Das was du suchst is sowas wie hier denke ich.

http://www.computerhilfen.de/hilfen-8-79374-0.html

Mfg Andre


----------



## M-GT (23. August 2005)

Thx Du Bist Meine Rettung =)


----------



## M-GT (23. August 2005)

EHm ja du warst zwar wikrlich eine große hilfe aber wieso geht der Kack nu im IE
Hier mal jez der code:


```
<script language="JavaScript1.2">
var head="display:''"
function doit(header){
var head=header.style
if (head.display=="none")
head.display=""
else
head.display="none"
}
</script>
<table border="1">
<tr><td>
<div style="cursor: hand;" onclick="doit(document.all[this.sourceIndex+1])">   
   LINKÜBERSCHRIFT
   </div>
</td></tr>
</table>
<span style="display:none">
<span><table border="1">
<tr><td>
<a href="">Unterlink1</a>
<a href="">Unterlink2</a>
<a href="">Unterlink3</a>
<a href="">Unterlink4</a>
<br>

</td></tr></table></span></span></div>
```


Wieso tut mir diese Kack Code das an und geht nur im IE


----------



## Sven Mintel (23. August 2005)

Weil der K***-Coder die Links nach Microsoft-Methode anspricht, und nicht nach DOM-Methode(welche im Gegensatz zur MS-Methode ausser IE und Opera auch alle anderen aktuellen Browser interpretieren).

Schau dir bei den Javascript-Tutorials das Basic-DHTML-Menu an, dann wirst du schlauer.


----------



## shockshell (23. August 2005)

Weil der Code Document.all verwendet, was nicht standardkonfor ist und nur der IE versteht.
Probiers mal hiermit:

```
<script language="JavaScript1.2">
var head="display:''"
function doit(item){
header=document.getElementById(item);
var head=header.style
if (head.display=="none")
head.display=""
else
head.display="none"
}
</script>

<div style="cursor: hand;" onclick="doit('content')">
   LINKÜBERSCHRIFT
   </div>

<span style="display:none" id="content">

<span style="margin-left:5px"><a href="">Unterlink1</a></span><br>
<span style="margin-left:5px"><a href="">Unterlink2</a></span><br>
<span style="margin-left:5px"><a href="">Unterlink3</a></span><br>
<span style="margin-left:5px"><a href="">Unterlink4</a></span><br/>
</span></div>
```


----------



## M-GT (23. August 2005)

1000 Danke @ shockshell


----------



## M-GT (23. August 2005)

Jo leider muss ich im Nachhinein feststellen das da irgendwie ein Problem noch immer ist und zwar:

Wenn ich mehrere:
	
	
	



```
<div style="cursor: hand;" onclick="doit('content')">
   LINKÜBERSCHRIFT
   </div>

<span style="display:none" id="content">

<span><a href="">Unterlink1</a></span><br>
<span><a href="">Unterlink2</a></span><br>
<span><a href="">Unterlink3</a></span><br>
<span><a href="">Unterlink4</a></span><br/>
</span></div>
```
untereinander EInfüge passiert folgendes...:

Egal auf welche "LINKÜBERSCHRIFT" ich klicke es wird immer nur der unterteil vom 1. LINKÜBERSCHRIFT geöffnet, das selbe beim Schliesen egal wo ich drauf klicke der Effekt passiert nur immer beim 1.

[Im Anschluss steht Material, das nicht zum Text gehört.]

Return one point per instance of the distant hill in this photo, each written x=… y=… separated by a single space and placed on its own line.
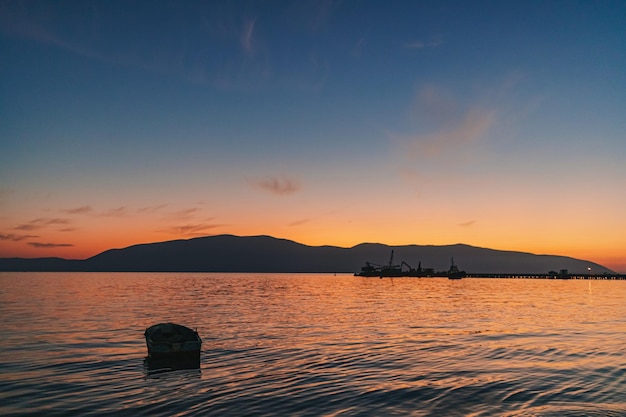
x=228 y=253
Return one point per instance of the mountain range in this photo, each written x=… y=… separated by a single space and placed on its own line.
x=228 y=253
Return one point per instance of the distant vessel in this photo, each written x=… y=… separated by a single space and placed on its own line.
x=405 y=270
x=454 y=273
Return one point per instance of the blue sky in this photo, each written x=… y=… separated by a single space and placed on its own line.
x=498 y=124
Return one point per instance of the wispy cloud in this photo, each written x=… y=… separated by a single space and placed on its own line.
x=197 y=229
x=280 y=185
x=185 y=213
x=49 y=245
x=419 y=44
x=16 y=238
x=472 y=127
x=79 y=210
x=468 y=223
x=151 y=209
x=122 y=211
x=246 y=38
x=41 y=223
x=299 y=222
x=357 y=48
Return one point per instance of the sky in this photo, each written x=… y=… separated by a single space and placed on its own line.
x=497 y=124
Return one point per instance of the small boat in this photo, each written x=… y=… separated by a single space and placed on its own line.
x=169 y=340
x=454 y=273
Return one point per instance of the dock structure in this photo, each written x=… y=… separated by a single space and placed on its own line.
x=548 y=276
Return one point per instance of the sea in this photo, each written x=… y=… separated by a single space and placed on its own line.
x=313 y=345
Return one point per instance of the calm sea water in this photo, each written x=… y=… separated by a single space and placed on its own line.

Ich hab da jez schon ein bisschen auspropier und gemerkt eben wenn ich statt content 
1 fürs ERSTE
2 fürs ZWEITE
3 für... USW

Dann wird es richtig ausgeführt...

Mein Problem ist nun ich könnte natürlich jeden eine Zahl geben aber da ich das ganze mit php verwenden und wenn eine neuer eintrag in der Datenbank ist einen neue "LINKÜBERSCHRIFT + INHALT" dazu kommt weiß ich nicht wie ich das machen soll?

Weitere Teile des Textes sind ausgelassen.